From c6468079a8494d4e633fae045c83ab6720c383f7 Mon Sep 17 00:00:00 2001
From: dave <dave@dtu.dk>
Date: Wed, 10 Aug 2016 11:14:09 +0200
Subject: [PATCH] [WIP] prepost.simchunks: first attempt to re-organize tar
 files

---
 wetb/prepost/simchunks.py | 47 +++++++++++++++++++++++++++++++++++++++
 1 file changed, 47 insertions(+)

diff --git a/wetb/prepost/simchunks.py b/wetb/prepost/simchunks.py
index b510cd3..876b07d 100644
--- a/wetb/prepost/simchunks.py
+++ b/wetb/prepost/simchunks.py
@@ -394,6 +394,53 @@ def create_chunks_htc_pbs(cases, sort_by_values=['[Windspeed]'], ppn=20,
     df_ind.to_csv(fname+'.csv')
 
 
+def regroup_tarfiles(cc):
+    """Re-group all chunks again per [Case folder] compressed file. First all
+    chunks are copied to the node scratch disc, then start working on them.

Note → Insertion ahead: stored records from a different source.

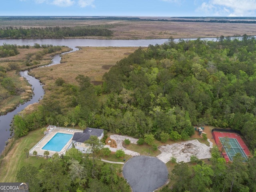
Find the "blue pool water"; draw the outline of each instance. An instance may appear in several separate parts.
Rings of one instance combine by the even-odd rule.
[[[72,134],[57,133],[42,148],[44,150],[60,152],[72,138]]]

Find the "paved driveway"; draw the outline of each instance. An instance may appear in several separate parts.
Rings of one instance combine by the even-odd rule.
[[[165,164],[150,156],[130,159],[124,165],[123,174],[133,192],[152,192],[164,185],[168,178]]]

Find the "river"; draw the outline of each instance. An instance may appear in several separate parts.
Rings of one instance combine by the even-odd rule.
[[[195,40],[196,39],[183,39]],[[214,40],[216,38],[208,38],[208,40]],[[54,46],[67,46],[73,49],[72,51],[78,50],[76,46],[91,47],[147,47],[150,44],[161,44],[168,41],[167,39],[141,39],[136,40],[98,40],[88,39],[0,39],[0,45],[4,43],[17,45],[33,46],[35,43],[43,44],[50,44]],[[178,39],[174,40],[178,42]],[[68,52],[68,53],[70,52]],[[52,63],[48,66],[60,64],[61,57],[56,55],[52,59]],[[26,78],[31,84],[34,95],[29,101],[20,105],[14,110],[8,113],[5,115],[0,116],[0,152],[3,150],[6,145],[6,142],[10,137],[10,124],[14,115],[21,111],[30,104],[38,102],[41,99],[44,94],[42,85],[39,81],[28,74],[28,71],[21,72],[20,75]]]

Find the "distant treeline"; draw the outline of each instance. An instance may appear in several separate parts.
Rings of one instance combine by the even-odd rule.
[[[82,27],[31,28],[12,27],[0,28],[0,38],[62,38],[86,36],[110,36],[113,32],[107,29]]]
[[[0,46],[0,58],[14,56],[19,53],[16,45],[4,43],[2,46]]]
[[[100,17],[92,16],[90,17],[79,16],[0,16],[0,20],[140,20],[138,17]]]
[[[138,17],[79,16],[1,16],[0,20],[125,20],[135,21],[166,21],[173,22],[196,22],[224,23],[256,23],[256,17],[170,17],[170,19],[140,19]]]

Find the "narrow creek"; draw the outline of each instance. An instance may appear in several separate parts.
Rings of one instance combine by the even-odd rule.
[[[73,48],[73,50],[63,53],[62,54],[66,54],[78,50],[78,48]],[[56,55],[52,58],[51,64],[39,67],[49,66],[60,64],[61,59],[60,54]],[[31,85],[34,94],[30,100],[20,104],[13,111],[9,112],[6,115],[0,116],[0,153],[4,148],[6,146],[6,142],[8,140],[9,138],[11,137],[10,129],[12,120],[14,116],[22,111],[29,105],[38,102],[40,100],[43,98],[44,94],[44,91],[43,88],[43,85],[40,83],[39,80],[29,75],[28,70],[21,71],[20,72],[20,74],[22,77],[26,78]]]

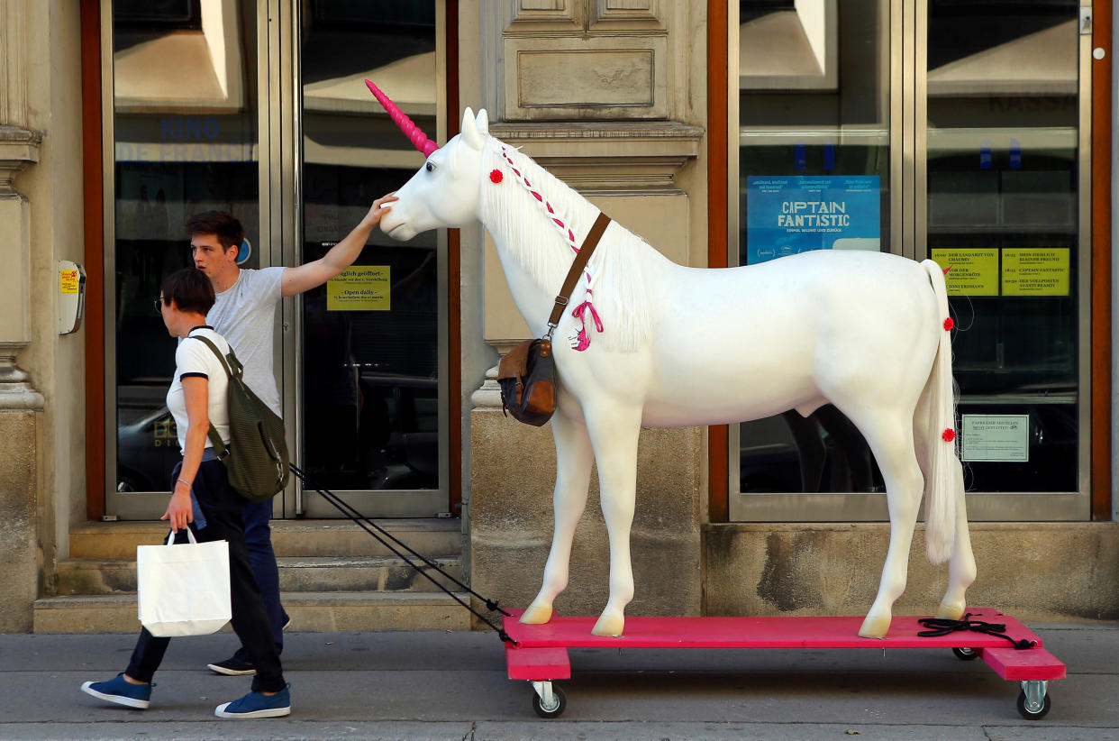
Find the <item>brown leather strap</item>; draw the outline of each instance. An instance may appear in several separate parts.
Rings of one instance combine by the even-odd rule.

+    This only works on a node with PBS stuff.
+
+    Make sure to maintain the same location as defined by the tags!
+
+    [res_dir] and [Case folder] could be multiple directories deep, bu the
+    final archive will only contain the files (no directory structure), and
+    the name of the archive is that of the last directory:
+        /[res_dir]/[Case folder]/[Case folder].tar.xz
+        /res/dir/case/folder/dlcname/dlcname.tar.xz
+
+    Parameters
+    ----------
+
+    path_pattern : str
+        /path/to/files/*.tar.xz
+
+    """
+
+    USER = os.getenv('USER')
+    PBS_JOBID = os.getenv('PBS_JOBID')
+    scratch = os.path.join('/scratch', USER, PBS_JOBID)
+    src = os.getenv('PBS_O_WORKDIR')
+
+    path_pattern = '/home/dave/SimResults/NREL5MW/D0022/prepost-data/*.xz'
+
+    for ffname in tqdm(glob.glob(path_pattern)):
+        appendix = os.path.basename(ffname).split('_')[0]
+        with tarfile.open(ffname, mode='r:xz') as tar:
+            # create new tar files if necessary for each [Case folder]
+            for tarinfo in tar.getmembers():
+                t2_name = os.path.basename(os.path.dirname(tarinfo.name))
+                t2_dir = os.path.join(os.path.dirname(path_pattern), t2_name)
+                if not os.path.isdir(t2_dir):
+                    os.makedirs(t2_dir)
+                t2_path = os.path.join(t2_dir, t2_name + '_%s.tar' % appendix)
+                fileobj = tar.extractfile(tarinfo)
+                # change the location of the file in the new archive:
+                # the location of the archive is according to the folder
+                # structure as defined in the tags, remove any subfolders
+                tarinfo.name = os.basename(tarinfo.name)
+                with tarfile.open(t2_path, mode='a') as t2:
+                    t2.addfile(tarinfo, fileobj)
+
+
 def merge_from_tarfiles(df_fname, path, pattern, tarmode='r:xz', tqdm=False,
                         header='infer', names=None, sep=',', min_itemsize={},
                         verbose=False, dtypes={}):
-- 
GitLab